A Palpable Hit – Remembrances of ‘The Boys’ Wayne & Shuster

(L-R)  Johnny Wayne & Frank Shuster - Credit: CBC Still Photo Collection/Page Toles

(L-R) Johnny Wayne & Frank Shuster – Credit: CBC Still Photo Collection/Page Toles

by Tobi Gordon

If you grew up in Canada in the 40’s and 50’s, and, come to think of it, the 60’s, you grew up with Wayne and Shuster, especially if your father played in the band that accompanied their act in the Army Show, on CBC Radio and later, on TV. Johnny and Frank were the guys who made everyone laugh, but none more so than my sister and I. As little girls, we’d accompany our mother to tapings of the radio show and pick out my Dad, on the bandstand, trying to hang on to his saxophone while weeping with laughter at their clever ‘bits’. We’d flip through his scrapbook of old clippings from the Army Show, stopping at the images of their youthful faces grinning out at us. Frank and his family lived just down the street for a few years before he made the move to Forest Hill, as behooved an up and coming major TV star. My father worked on nearly all the weekly shows produced each night on the CBC during the heyday of its Variety department, including Jack Kane’s Music Makers, Your Hit Parade & Juliette, but his favorite, and ours by far, was The Wayne and Shuster Show.

During this tribute to their legacy at this year’s Toronto Jewish Film Festival (TJFF), a lot has been said about their humour, how it was both high and low, silly and sophisticated. They were also lucky that they worked at a time when they could depend on their audience ‘getting’ their Shakespearean references. The material was consistently of a high quality, as were the performances.

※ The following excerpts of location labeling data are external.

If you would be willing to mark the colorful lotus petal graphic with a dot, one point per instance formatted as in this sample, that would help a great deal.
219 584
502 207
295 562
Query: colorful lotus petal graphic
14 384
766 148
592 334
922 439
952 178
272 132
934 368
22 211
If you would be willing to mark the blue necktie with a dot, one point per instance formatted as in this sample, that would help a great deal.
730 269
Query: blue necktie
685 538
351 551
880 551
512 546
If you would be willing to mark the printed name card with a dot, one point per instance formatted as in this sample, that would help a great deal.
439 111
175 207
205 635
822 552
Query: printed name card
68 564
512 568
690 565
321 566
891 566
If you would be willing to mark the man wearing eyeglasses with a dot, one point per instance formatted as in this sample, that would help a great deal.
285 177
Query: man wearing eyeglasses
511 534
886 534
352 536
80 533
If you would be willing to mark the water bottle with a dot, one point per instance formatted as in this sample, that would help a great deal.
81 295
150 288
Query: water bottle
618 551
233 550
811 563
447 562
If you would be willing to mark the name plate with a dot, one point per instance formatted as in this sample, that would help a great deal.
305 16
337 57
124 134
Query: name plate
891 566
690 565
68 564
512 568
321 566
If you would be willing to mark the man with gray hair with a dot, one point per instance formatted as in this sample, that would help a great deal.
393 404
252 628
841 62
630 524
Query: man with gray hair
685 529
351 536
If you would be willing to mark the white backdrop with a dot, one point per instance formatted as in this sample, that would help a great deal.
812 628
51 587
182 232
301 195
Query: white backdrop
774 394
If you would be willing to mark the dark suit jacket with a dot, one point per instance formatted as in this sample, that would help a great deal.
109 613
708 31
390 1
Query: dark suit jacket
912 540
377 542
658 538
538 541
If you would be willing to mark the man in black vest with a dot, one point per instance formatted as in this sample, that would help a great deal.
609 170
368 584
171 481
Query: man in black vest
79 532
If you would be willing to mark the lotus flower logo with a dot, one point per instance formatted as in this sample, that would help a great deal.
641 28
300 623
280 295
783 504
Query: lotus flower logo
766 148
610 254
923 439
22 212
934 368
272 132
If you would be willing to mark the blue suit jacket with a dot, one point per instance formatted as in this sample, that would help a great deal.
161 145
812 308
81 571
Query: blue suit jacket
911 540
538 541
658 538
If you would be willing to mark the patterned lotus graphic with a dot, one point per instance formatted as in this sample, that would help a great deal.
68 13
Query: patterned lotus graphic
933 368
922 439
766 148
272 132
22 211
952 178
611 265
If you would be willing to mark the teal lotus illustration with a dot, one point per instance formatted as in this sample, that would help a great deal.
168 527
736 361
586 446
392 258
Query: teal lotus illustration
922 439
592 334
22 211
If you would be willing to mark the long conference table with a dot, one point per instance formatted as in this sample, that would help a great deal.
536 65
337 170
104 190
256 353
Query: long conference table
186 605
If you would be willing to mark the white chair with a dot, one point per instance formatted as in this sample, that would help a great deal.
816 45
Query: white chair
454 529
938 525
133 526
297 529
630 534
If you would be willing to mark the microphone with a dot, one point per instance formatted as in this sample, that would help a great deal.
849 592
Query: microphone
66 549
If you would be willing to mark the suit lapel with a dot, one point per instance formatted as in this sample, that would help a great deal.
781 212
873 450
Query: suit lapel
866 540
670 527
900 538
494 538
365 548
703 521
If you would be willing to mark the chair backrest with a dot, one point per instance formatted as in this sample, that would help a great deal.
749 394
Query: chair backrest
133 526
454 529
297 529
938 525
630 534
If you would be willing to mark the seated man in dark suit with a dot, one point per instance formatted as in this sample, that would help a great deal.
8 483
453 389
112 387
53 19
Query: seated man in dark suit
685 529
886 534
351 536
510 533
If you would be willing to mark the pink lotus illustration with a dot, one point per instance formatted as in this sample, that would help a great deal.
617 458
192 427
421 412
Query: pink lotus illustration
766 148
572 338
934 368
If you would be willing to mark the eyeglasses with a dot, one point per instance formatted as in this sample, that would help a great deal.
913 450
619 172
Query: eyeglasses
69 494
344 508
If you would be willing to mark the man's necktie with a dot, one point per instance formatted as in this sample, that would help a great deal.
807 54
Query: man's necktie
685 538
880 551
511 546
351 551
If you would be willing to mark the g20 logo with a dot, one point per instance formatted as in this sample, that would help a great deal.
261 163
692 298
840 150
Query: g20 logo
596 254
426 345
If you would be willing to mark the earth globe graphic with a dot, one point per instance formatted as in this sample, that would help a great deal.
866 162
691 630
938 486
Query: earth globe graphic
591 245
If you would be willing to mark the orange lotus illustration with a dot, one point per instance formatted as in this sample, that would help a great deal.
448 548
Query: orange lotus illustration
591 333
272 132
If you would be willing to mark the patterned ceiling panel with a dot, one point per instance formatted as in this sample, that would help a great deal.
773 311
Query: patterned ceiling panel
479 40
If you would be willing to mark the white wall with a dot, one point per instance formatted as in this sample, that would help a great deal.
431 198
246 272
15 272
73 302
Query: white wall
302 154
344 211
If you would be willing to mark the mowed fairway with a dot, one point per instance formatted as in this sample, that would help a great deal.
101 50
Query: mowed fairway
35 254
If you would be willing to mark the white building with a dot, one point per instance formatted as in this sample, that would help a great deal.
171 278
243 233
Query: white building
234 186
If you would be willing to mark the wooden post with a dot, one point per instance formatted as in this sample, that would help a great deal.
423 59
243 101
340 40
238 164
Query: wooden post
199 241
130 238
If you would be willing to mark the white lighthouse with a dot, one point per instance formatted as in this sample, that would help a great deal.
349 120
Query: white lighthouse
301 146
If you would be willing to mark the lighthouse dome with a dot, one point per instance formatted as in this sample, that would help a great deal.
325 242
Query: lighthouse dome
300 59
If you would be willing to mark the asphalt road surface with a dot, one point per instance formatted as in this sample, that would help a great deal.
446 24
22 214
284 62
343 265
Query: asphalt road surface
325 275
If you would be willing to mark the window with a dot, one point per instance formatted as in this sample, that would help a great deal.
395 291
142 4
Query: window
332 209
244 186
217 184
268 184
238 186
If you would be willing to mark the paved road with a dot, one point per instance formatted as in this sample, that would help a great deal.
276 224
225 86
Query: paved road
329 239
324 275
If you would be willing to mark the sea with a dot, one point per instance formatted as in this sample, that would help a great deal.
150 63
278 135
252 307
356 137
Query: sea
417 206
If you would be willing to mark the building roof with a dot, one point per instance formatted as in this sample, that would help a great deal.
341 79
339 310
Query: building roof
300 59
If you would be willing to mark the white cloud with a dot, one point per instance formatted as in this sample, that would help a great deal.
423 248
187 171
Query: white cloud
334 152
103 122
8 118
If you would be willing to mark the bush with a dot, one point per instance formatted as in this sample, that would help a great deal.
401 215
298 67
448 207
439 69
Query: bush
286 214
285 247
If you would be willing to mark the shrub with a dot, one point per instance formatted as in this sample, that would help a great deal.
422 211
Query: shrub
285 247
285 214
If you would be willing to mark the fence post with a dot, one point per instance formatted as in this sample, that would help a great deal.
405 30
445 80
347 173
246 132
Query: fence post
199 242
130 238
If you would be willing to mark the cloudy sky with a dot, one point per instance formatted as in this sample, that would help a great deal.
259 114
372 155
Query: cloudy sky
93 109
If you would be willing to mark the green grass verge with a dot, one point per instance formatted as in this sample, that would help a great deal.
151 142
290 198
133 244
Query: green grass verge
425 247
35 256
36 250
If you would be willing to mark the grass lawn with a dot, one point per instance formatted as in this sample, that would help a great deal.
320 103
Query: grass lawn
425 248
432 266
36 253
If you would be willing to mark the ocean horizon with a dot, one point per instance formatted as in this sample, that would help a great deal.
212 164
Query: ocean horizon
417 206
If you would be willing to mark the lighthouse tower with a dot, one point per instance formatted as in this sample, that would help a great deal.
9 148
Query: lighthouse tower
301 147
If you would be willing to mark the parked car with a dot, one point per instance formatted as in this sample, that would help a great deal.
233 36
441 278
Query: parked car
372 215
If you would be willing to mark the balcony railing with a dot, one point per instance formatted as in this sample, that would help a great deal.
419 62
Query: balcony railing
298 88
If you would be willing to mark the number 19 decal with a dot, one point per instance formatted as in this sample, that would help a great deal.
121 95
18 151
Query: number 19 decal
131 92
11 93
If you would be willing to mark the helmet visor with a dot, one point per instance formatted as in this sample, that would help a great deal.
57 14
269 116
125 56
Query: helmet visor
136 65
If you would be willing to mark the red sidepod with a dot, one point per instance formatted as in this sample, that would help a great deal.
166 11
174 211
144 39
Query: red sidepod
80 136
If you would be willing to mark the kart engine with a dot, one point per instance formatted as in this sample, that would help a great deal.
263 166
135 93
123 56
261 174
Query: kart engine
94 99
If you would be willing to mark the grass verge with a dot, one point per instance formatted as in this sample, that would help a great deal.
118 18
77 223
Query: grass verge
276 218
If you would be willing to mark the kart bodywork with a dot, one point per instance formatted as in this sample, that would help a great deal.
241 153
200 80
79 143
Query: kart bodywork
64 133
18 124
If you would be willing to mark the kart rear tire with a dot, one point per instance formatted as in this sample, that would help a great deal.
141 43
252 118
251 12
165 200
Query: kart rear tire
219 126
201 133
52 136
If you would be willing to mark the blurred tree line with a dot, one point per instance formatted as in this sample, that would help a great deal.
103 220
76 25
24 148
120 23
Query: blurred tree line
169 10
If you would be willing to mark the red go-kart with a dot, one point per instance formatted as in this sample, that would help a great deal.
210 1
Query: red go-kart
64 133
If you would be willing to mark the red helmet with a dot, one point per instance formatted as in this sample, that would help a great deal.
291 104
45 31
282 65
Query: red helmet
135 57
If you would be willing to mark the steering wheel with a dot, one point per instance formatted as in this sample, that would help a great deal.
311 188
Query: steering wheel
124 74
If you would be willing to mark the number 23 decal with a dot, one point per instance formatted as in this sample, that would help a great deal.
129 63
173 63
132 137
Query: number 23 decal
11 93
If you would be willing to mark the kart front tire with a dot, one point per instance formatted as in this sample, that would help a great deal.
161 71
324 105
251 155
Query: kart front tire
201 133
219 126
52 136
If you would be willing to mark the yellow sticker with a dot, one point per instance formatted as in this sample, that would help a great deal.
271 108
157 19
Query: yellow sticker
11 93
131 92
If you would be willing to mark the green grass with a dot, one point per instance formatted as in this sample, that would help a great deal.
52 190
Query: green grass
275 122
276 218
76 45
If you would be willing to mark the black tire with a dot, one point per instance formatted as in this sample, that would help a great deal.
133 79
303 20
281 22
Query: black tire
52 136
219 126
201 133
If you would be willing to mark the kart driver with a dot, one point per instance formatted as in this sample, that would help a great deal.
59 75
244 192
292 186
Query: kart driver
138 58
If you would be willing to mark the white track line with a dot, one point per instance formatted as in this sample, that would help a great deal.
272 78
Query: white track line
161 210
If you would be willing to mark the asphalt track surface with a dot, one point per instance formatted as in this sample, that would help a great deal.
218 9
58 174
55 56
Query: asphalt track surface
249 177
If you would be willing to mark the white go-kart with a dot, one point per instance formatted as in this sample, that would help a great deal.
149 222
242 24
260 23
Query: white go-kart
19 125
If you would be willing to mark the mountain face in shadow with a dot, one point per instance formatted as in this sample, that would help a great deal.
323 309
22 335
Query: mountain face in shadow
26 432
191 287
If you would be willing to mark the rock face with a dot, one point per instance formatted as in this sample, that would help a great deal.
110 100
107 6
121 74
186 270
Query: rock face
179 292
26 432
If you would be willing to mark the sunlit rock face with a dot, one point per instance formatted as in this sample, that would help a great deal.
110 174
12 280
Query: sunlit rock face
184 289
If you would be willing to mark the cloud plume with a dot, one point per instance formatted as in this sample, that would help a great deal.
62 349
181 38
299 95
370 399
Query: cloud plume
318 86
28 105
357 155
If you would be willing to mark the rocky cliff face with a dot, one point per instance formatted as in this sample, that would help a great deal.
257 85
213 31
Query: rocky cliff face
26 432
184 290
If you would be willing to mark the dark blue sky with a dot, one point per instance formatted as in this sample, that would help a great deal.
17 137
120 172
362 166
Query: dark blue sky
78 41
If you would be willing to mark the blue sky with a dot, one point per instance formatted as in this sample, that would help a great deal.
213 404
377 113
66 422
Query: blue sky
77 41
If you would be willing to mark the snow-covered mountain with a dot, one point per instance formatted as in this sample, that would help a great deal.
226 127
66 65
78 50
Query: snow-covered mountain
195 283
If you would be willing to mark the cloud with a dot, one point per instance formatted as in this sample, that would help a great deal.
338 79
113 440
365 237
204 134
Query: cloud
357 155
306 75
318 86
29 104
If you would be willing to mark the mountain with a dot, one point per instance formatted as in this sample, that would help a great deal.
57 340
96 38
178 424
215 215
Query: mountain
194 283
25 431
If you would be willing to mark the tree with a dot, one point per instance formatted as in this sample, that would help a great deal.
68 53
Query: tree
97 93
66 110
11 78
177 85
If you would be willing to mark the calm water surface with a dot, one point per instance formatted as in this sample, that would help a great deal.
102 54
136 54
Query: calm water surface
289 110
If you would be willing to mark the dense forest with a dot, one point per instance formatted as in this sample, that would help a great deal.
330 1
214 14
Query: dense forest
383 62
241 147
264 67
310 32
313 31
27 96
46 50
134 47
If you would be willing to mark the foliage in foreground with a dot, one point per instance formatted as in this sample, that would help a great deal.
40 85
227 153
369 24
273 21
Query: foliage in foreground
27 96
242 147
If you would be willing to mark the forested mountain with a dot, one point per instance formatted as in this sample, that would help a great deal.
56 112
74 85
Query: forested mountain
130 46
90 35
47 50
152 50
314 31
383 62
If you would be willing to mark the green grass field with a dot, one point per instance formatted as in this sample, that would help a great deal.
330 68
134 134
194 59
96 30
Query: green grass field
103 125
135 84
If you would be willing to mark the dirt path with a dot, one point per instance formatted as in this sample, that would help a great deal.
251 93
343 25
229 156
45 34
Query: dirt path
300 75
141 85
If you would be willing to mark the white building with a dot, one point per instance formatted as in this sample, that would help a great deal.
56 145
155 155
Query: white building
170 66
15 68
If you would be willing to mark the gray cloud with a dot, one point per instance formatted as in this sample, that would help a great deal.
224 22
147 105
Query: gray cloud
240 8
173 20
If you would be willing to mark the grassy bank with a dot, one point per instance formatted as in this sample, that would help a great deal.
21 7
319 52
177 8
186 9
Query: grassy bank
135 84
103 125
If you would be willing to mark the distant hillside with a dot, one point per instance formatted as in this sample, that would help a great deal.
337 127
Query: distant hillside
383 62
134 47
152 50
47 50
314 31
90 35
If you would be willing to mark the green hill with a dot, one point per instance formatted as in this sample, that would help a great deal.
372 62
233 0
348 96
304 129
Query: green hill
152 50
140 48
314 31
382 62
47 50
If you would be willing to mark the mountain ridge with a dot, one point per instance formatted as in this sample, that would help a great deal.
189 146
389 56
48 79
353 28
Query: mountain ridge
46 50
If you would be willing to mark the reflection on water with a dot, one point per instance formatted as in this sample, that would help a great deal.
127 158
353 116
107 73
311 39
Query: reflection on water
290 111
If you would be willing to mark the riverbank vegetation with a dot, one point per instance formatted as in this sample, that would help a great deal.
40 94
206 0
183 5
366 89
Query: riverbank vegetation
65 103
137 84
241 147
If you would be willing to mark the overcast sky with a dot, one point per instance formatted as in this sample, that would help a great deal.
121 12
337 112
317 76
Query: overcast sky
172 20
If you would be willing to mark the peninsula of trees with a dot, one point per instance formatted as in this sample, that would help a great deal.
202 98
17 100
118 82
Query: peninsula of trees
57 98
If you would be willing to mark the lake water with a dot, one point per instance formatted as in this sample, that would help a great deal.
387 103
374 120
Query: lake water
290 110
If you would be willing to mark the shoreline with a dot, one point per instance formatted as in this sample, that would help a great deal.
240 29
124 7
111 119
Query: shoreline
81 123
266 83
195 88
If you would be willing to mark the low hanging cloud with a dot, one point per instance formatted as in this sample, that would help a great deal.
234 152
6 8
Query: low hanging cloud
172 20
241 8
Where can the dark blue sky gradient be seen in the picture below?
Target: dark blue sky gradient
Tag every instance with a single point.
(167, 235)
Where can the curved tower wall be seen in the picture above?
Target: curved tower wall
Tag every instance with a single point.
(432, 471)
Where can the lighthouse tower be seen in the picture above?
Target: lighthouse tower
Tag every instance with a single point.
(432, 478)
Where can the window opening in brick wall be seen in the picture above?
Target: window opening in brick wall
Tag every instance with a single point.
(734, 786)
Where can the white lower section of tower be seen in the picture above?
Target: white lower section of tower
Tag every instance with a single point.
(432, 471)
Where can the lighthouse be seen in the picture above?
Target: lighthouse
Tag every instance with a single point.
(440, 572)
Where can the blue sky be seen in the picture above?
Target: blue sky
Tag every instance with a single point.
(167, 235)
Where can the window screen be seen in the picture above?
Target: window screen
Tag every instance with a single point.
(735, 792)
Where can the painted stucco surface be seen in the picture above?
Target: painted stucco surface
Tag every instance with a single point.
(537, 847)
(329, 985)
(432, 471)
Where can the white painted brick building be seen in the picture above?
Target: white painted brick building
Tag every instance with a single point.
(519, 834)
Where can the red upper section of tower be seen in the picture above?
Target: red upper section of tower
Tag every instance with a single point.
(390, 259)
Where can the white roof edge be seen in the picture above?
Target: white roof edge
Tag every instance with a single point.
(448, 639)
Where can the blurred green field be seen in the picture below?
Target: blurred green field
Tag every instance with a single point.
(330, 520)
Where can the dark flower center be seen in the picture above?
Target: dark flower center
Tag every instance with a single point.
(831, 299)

Music was a major part of their body of work, from the lavish opening numbers they produced to the ditties and stings scattered through their skits. As an aside, not much, if any, mention has been made about these excellent musicians (many of them Jewish and often the only ones who appreciated the many Yiddishisms sprinkled throughout their work) who played in their shows.

(L-R)  Johnny Wayne, Ed Sullivan & Frank Shuster

(L-R) Johnny Wayne, Ed Sullivan & Frank Shuster

Their fans all know how many times they appeared on The Ed Sullivan Show yet still remained in Canada, never tempted by the lure of New York or Hollywood, unlike practically every other performer, writer and producer working here in the arts at that time who couldn’t wait for an opportunity to fly south to fame and fortune.

Loyalty was their style. They were especially loyal to the people they gathered around them, over the years. I remember a story about how, in their later years, a new producer pressured them to let some of the older musicians ‘go’, in favour of some younger blood. They refused to abandon the guys who had been with them from the beginning.

This was much appreciated by their old friends, families and never forgotten. I know this because…ours, was one of them.

Tobi Gordon is a former Media Studies teacher in Toronto and an avid film fan.